Uniquely, this is one of the rare occurrences when the three-day Memorial Day weekend completely overlaps with the Jewish Sabbath and the two-day holiday of Shavuot – the Festival of Weeks. (Because it takes place seven weeks after Passover). This coincidence of the calendar means that many people in our community will not be celebrating Memorial Day in the typical sense, i.e., backyards, beaches and barbeques but will instead be immersed in what religiously observant Jews call a “three-day yom tov,” or holiday, which means three mornings and four evenings of synagogue attendance and no steaks sizzling on the barbie as the cuisine for Shavuot is decidedly dairy. This sets-up the kind of holiday divergence usually seen between Christmas and Chanukah and Passover and Easter but even more so in that some people have a religious observance and some people will just be kicking-back poolside.
For the fervently Orthodox this coincidence poses no dilemma whatsoever. For many in the Modern Orthodox community there is an undercurrent of angst and dissonance inasmuch as there’s a palpable sense of loss involved – the loss of vacation days and of the opportunity to just have a few days off with few obligations. While nearly all Modern Orthodox will keep Shavuot and block the beach from their minds, in the days leading up to this weekend we heard quite a bit of tooth-gnashing and grinding about it. Many non-Jews and non-Orthodox don’t understand that there’s hardly anything relaxing or restful about three-day Jewish holidays complete with prayer and food-a-thons, irrespective of how meaningful or important they are spiritually. In Hebrew, the word for “service” (as in “services”) is “Avoda,” which also is the same Hebrew word for “work.” It’s not a day at the beach – literally. Suits and ties and high heels (separately for men and women) for three days are not days off. Come Tuesday morning, most of our Orthodox residents will shlep back to work without the benefit of any vacation time but they will have benefited from the uplift of commemorating the anniversary of the giving of the Ten Commandments on Mount Sinai and the privilege of passing this heritage on to their children, which is why they’ll be in synagogue.

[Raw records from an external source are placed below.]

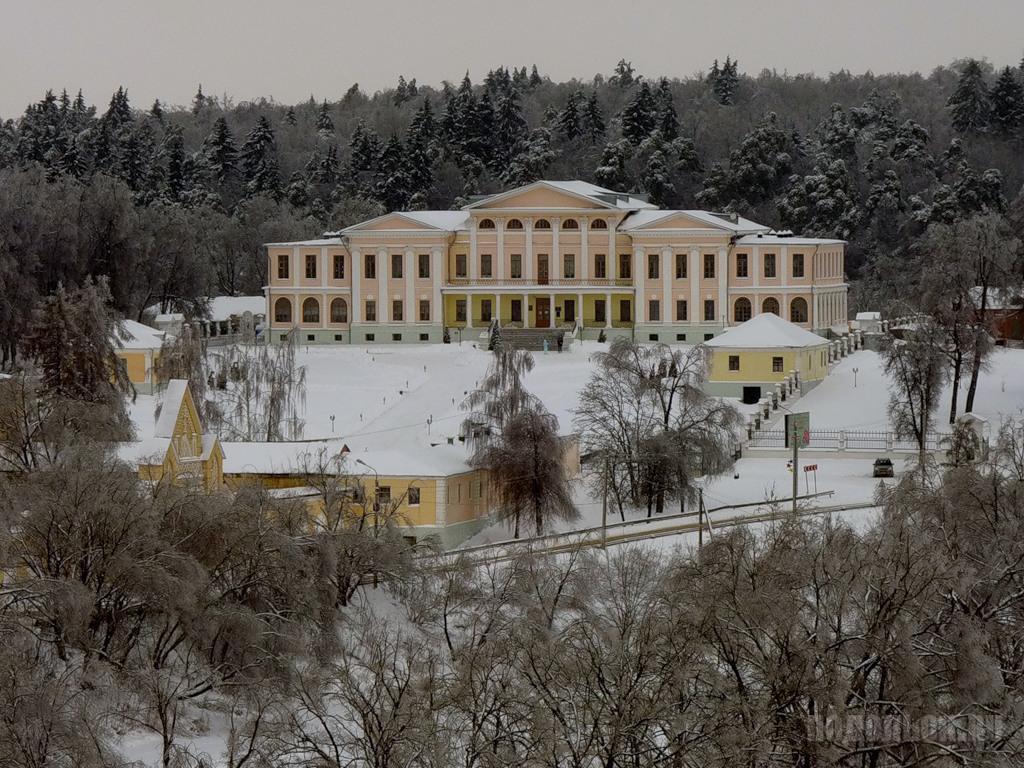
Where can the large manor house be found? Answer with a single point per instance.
(551, 255)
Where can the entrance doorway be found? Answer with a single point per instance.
(543, 311)
(752, 395)
(568, 310)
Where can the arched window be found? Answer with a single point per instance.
(741, 309)
(798, 310)
(339, 310)
(310, 310)
(283, 310)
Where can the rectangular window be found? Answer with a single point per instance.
(709, 265)
(625, 268)
(742, 269)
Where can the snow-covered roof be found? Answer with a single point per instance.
(606, 198)
(777, 239)
(739, 225)
(173, 396)
(329, 240)
(222, 307)
(766, 331)
(136, 336)
(289, 458)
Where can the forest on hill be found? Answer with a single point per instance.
(173, 203)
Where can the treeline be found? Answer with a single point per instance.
(192, 192)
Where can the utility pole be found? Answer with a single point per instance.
(699, 518)
(604, 506)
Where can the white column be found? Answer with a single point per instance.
(722, 275)
(474, 265)
(436, 278)
(382, 309)
(555, 265)
(411, 314)
(584, 250)
(355, 311)
(500, 270)
(612, 257)
(667, 286)
(527, 259)
(640, 280)
(696, 273)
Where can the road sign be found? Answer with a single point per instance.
(799, 426)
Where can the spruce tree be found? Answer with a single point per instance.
(259, 161)
(1008, 103)
(593, 119)
(640, 116)
(221, 154)
(969, 103)
(325, 124)
(668, 120)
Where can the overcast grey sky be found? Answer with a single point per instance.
(291, 48)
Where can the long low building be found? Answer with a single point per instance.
(563, 255)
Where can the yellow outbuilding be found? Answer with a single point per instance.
(750, 358)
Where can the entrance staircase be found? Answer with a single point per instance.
(532, 339)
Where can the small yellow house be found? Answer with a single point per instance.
(178, 452)
(138, 347)
(431, 492)
(750, 358)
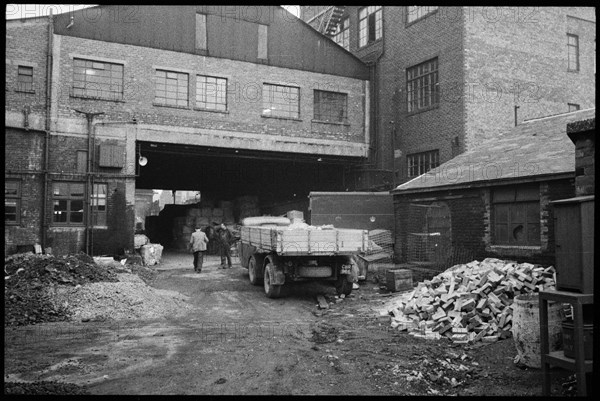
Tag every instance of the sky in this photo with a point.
(15, 11)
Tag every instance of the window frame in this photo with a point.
(427, 10)
(368, 25)
(576, 55)
(16, 198)
(342, 34)
(25, 86)
(95, 203)
(422, 162)
(162, 100)
(321, 115)
(201, 43)
(418, 96)
(69, 199)
(515, 200)
(88, 88)
(205, 104)
(285, 113)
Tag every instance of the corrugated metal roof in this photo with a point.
(537, 147)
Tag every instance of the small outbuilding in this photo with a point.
(493, 200)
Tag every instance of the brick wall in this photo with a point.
(245, 82)
(26, 45)
(23, 153)
(471, 223)
(585, 151)
(517, 56)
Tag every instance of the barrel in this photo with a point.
(526, 329)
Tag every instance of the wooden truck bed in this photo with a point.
(305, 242)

For those not observing Shavuot – we heartily urge you to make an effort to attend one of the two Memorial Day parades in our community – there’s the Inwood event on Sunday and the Lawrence-Cedarhurst parade on Monday. See our “Top Picks” section on Page B4 for more information.

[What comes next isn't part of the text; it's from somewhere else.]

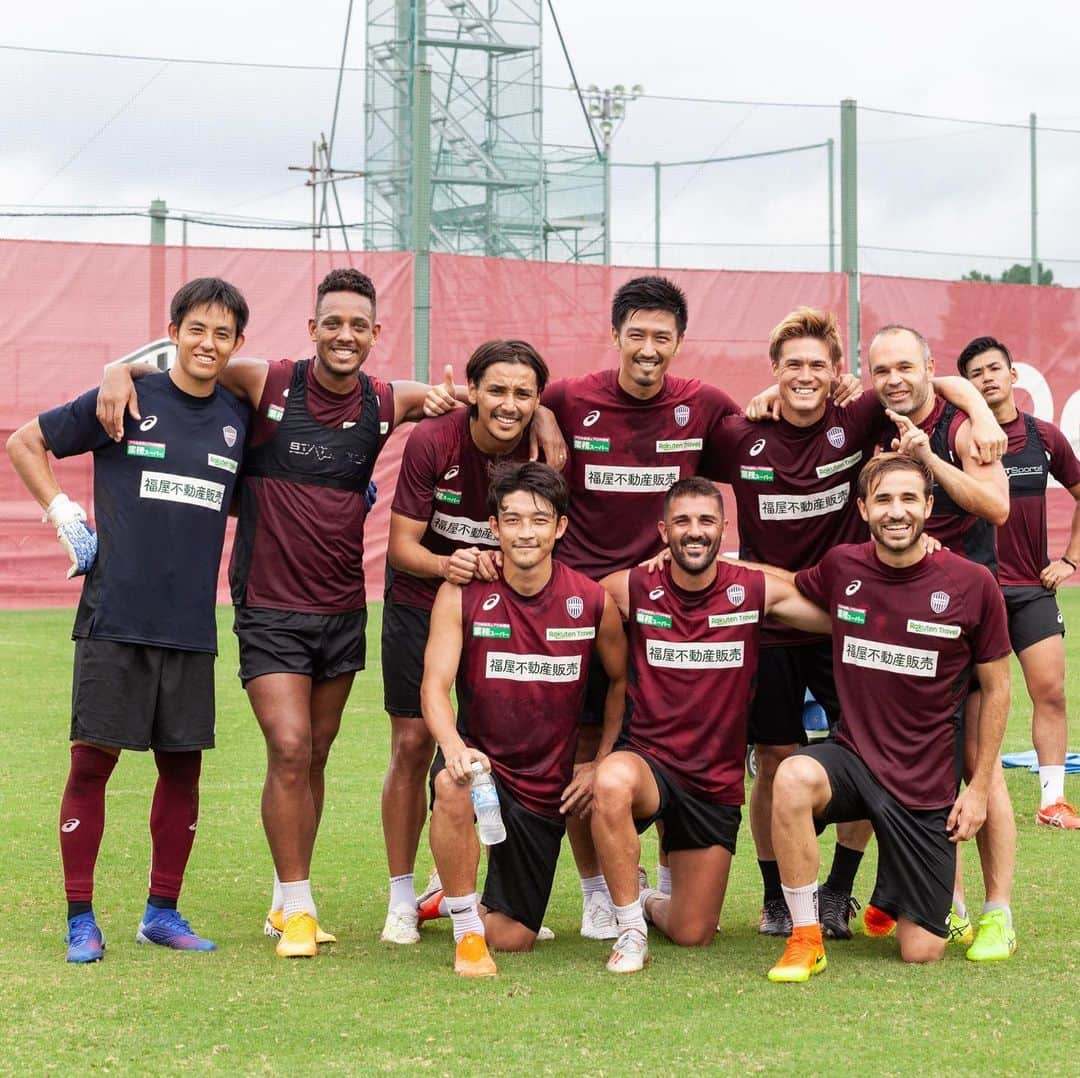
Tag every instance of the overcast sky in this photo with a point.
(81, 131)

Freedom is not free and far too many have paid the ultimate price to secure our lives and liberty. Saluting those who gave their lives and honoring the veterans – those who served, is a civic duty. It’s good to bring down your kids, it teaches patriotism and children always love a parade. Alas, for the second year in a row, there’ll not be a Hewlett-Woodmere parade. Broadway in Woodmere, bereft as it is of business will now also again be denied any patriotic hoopla.

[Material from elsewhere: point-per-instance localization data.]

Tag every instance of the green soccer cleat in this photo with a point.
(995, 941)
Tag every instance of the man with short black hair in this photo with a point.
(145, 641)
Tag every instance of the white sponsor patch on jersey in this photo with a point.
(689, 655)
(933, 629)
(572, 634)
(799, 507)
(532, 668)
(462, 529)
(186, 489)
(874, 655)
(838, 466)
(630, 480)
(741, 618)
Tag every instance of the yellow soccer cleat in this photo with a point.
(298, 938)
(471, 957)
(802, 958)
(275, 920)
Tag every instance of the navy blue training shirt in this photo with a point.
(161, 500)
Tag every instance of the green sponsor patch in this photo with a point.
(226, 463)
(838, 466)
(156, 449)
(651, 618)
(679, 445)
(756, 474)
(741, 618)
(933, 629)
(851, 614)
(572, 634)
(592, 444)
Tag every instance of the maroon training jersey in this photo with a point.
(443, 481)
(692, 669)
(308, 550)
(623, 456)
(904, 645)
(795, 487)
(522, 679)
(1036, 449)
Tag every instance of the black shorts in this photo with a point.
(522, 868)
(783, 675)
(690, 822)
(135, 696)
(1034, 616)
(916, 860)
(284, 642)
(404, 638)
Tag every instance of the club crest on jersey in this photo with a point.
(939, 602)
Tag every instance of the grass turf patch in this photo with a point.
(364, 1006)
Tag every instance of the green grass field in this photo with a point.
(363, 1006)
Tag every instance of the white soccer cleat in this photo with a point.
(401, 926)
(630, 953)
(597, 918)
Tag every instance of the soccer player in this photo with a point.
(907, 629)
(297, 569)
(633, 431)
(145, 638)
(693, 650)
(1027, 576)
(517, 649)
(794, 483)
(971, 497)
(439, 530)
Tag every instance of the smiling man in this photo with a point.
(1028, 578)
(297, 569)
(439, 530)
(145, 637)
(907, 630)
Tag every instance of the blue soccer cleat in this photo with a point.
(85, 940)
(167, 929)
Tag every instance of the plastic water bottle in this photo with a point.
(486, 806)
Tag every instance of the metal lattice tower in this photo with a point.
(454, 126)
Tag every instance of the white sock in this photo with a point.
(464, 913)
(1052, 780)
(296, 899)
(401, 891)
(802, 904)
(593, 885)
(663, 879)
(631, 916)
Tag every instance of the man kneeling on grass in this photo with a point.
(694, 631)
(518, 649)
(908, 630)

As we said in this space last year at this time, why we have two and in the past had three separate parades makes no sense. We should stage one big grand Five Towns parade starting at the VFW in Inwood, progressing through Central Avenue in Lawrence and Cedarhurst and then moving through Broadway in Woodmere and Hewlett or starting in Hewlett and ending in Inwood – the direction doesn’t matter much. What matters should be the scale and scope of the parade. A regional event will draw more marching bands, more veterans, more participants including all the fire departments, more spectators and even, yes, more politicians. A large parade could attract local corporate sponsors to underwrite the festivities. We need to have one united Five Towns parade. We call on the leaders in Inwood, the village governments in Lawrence and Cedarhurst and the business associations and fire departments in Woodmere and Hewlett to all get together in a room somewhere and join forces to make a really spectacular event. This shouldn’t be about turf or control – this should be about honoring our brave fallen heroes and surviving veterans in the best possible way.